Balancing life ‘poorly’
Oregon Governor Ted Kulongoski appointed Bunch as a Klamath County Circuit Judge in 2009, after he’d served as the county’s counsel since 2006. He’s been on the bench ever since.
Bunch said with a laugh that he’s balanced his county, military and family commitments “poorly.”
“The biggest lie that we tell in the reserve component is when we talk about this work-life balance thing,” Bunch said. “The idea that I’m going to meet my professional obligations here, my obligations to the military and my obligations to my family and friends. Simply put, you don’t. You’re perpetually out of balance.”
Bunch was promoted to Brigadier General in 2015 and then to Major General in 2018. That same year he was appointed to assist the Air Force Judge Advocate General where he advises on legal matters relating to the Air National Guard. That job has required Bunch to split time between the courthouse and the Pentagon.
Those who have worked with Bunch around the Klamath County Circuit Court say that even when he’s gone, he’s still 100 percent committed to local justice.
“He’s one of my favorite people,” said Nancy Harrington, Bunch’s judicial assistant.
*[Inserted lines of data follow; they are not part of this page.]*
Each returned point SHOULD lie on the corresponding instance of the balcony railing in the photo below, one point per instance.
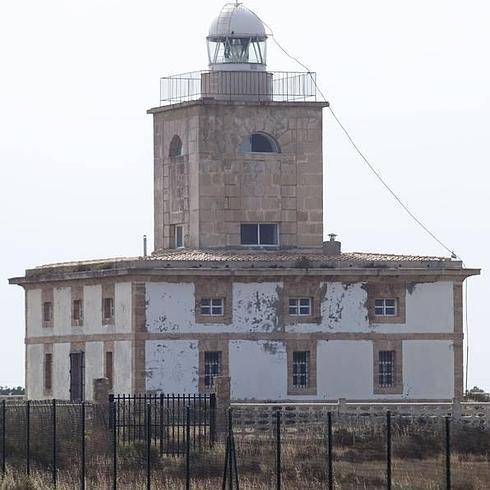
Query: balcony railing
(239, 85)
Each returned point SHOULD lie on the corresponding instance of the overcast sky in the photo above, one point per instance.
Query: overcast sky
(410, 79)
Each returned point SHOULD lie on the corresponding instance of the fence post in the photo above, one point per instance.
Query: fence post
(230, 436)
(82, 448)
(448, 453)
(278, 449)
(53, 410)
(329, 450)
(161, 424)
(188, 448)
(212, 418)
(4, 436)
(112, 407)
(148, 446)
(388, 450)
(28, 437)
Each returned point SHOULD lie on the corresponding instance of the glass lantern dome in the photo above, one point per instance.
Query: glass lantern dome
(237, 40)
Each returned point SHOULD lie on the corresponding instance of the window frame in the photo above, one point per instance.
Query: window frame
(259, 244)
(310, 366)
(301, 369)
(215, 307)
(77, 310)
(47, 312)
(108, 308)
(381, 307)
(386, 368)
(381, 387)
(211, 364)
(246, 146)
(212, 345)
(176, 143)
(295, 306)
(179, 229)
(382, 290)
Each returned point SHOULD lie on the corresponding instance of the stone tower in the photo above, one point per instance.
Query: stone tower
(238, 149)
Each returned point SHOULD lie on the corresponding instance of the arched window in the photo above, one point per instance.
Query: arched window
(175, 147)
(259, 143)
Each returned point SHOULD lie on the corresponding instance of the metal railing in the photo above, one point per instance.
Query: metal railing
(239, 85)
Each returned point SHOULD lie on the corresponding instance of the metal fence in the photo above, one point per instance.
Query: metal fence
(239, 85)
(165, 418)
(81, 446)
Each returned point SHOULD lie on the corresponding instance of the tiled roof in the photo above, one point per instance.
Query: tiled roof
(243, 260)
(257, 257)
(284, 256)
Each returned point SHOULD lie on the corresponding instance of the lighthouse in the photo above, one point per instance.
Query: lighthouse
(241, 295)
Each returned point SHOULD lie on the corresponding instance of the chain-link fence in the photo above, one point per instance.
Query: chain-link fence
(83, 445)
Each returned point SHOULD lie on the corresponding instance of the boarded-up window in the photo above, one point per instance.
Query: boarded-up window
(47, 311)
(77, 310)
(212, 367)
(48, 372)
(301, 366)
(386, 361)
(108, 308)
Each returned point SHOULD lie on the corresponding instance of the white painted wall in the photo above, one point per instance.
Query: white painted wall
(61, 311)
(428, 369)
(123, 365)
(345, 369)
(258, 370)
(61, 371)
(35, 371)
(172, 366)
(429, 308)
(34, 313)
(170, 307)
(255, 306)
(92, 314)
(123, 307)
(94, 366)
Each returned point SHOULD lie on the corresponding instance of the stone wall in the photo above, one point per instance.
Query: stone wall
(214, 186)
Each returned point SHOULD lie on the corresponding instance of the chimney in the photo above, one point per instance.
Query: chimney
(332, 247)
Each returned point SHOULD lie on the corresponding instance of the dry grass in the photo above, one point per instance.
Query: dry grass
(359, 461)
(303, 467)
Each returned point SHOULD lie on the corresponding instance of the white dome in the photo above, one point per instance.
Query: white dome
(235, 20)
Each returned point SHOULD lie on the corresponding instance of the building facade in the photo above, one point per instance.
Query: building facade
(241, 285)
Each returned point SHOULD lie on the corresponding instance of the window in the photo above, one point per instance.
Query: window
(385, 307)
(212, 367)
(212, 306)
(301, 369)
(77, 310)
(299, 306)
(47, 311)
(259, 234)
(109, 368)
(175, 149)
(108, 308)
(48, 372)
(386, 368)
(179, 236)
(259, 143)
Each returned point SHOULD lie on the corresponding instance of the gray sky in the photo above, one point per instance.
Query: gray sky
(409, 79)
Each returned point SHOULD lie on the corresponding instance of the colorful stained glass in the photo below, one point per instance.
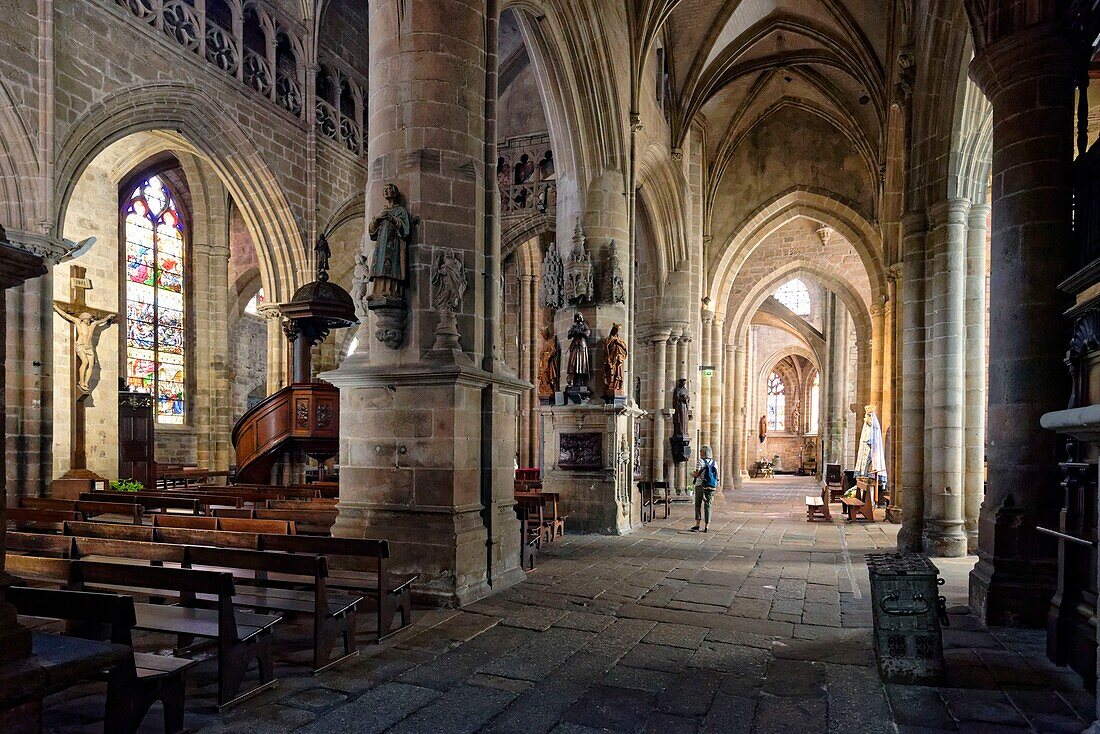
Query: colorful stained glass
(155, 286)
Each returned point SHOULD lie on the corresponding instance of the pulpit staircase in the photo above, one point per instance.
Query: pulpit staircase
(300, 418)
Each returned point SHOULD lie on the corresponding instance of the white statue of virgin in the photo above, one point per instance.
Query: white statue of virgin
(871, 458)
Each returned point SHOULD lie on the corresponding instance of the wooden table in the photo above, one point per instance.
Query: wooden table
(537, 502)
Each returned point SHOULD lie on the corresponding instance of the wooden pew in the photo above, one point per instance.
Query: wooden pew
(356, 565)
(22, 518)
(240, 637)
(87, 510)
(305, 518)
(333, 612)
(158, 503)
(231, 524)
(139, 680)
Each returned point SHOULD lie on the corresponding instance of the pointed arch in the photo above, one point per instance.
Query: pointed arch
(197, 123)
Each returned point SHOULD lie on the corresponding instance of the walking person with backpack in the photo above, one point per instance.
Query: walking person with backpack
(706, 482)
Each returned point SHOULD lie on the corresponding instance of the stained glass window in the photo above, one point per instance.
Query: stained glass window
(794, 295)
(156, 352)
(777, 403)
(815, 396)
(255, 303)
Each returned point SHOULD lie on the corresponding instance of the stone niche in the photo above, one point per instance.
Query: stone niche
(589, 459)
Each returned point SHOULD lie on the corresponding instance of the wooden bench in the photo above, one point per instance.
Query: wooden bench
(231, 524)
(859, 506)
(817, 507)
(106, 511)
(240, 637)
(139, 680)
(189, 505)
(356, 565)
(317, 521)
(333, 612)
(23, 518)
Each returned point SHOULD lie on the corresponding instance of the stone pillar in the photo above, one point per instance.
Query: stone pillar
(681, 371)
(717, 360)
(660, 437)
(704, 385)
(945, 403)
(735, 355)
(531, 376)
(1029, 76)
(878, 347)
(836, 414)
(277, 352)
(526, 359)
(910, 419)
(889, 408)
(975, 420)
(427, 425)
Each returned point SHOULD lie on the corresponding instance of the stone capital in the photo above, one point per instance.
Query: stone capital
(1037, 52)
(979, 216)
(949, 211)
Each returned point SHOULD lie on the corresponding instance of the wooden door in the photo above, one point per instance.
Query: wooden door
(135, 437)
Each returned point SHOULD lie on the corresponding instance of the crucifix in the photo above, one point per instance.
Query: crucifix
(85, 321)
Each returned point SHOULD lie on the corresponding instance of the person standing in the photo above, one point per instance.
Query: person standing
(706, 482)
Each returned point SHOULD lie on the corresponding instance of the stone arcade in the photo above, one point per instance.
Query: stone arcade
(584, 240)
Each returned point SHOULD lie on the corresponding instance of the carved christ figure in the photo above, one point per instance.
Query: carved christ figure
(579, 352)
(549, 363)
(615, 353)
(389, 231)
(680, 414)
(85, 343)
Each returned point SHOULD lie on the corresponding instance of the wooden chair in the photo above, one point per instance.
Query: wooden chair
(361, 566)
(333, 612)
(133, 686)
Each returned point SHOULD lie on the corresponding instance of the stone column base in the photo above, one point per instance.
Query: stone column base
(426, 462)
(587, 453)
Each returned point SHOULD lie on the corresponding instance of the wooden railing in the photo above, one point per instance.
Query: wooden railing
(303, 417)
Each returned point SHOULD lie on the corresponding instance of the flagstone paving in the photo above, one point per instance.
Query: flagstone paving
(761, 625)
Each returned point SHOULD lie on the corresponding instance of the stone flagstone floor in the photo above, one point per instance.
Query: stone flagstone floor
(759, 626)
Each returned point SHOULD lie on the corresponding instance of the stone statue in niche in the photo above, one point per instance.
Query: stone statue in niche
(579, 273)
(616, 282)
(549, 367)
(681, 414)
(578, 367)
(448, 289)
(84, 343)
(322, 253)
(360, 281)
(389, 231)
(615, 353)
(552, 278)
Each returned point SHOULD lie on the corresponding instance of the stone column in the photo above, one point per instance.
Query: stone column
(1029, 76)
(526, 358)
(910, 420)
(975, 420)
(427, 423)
(660, 437)
(735, 355)
(878, 351)
(277, 351)
(945, 403)
(717, 360)
(531, 376)
(836, 338)
(704, 385)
When he’s in the courthouse, Bunch is working the entire time, Harrington said, and when he’s not there, he’s just a text away.
John Powell, the trial court administrator and a military veteran, said it’s a “notable achievement for anybody to become a general officer,” and said Bunch’s case is even more special since he has been able to serve as judge at the same time.
Retiring after ‘constant fun’
Bunch said that his military retirement is due to his assignment ending and the fact that there’s no other promotion in the military for someone of his specialty.
“I don’t decide,” Bunch said on his military retirement. “They expire you and, honest to God, that is the word they use.”
Bunch said he went into the job knowing the clock was ticking and if he had a chance to extend, he wouldn’t take it.
“It’s not simply because of burnout, and you get tired of the air travel,” Bunch said. “You’re killing careers behind you, people that that otherwise could have promoted, the opportunity is lost, because they timeout because we’ve got rules about how long you can hang around at a particular rank.”
Leaving the military will still be bittersweet, he said, as the Department of Defense was the first “real job” he ever got and it has defined his career.
“I honestly went into the military to have a good time, which sounds nuts because some people think it’s all about, you know, killing people and breaking things,” Bunch said, adding that being prepared to do that is job one. “But it’s just been a collective of one great experience after another. Constant fun, to be honest, and incredibly cool people that you get to hang around with.”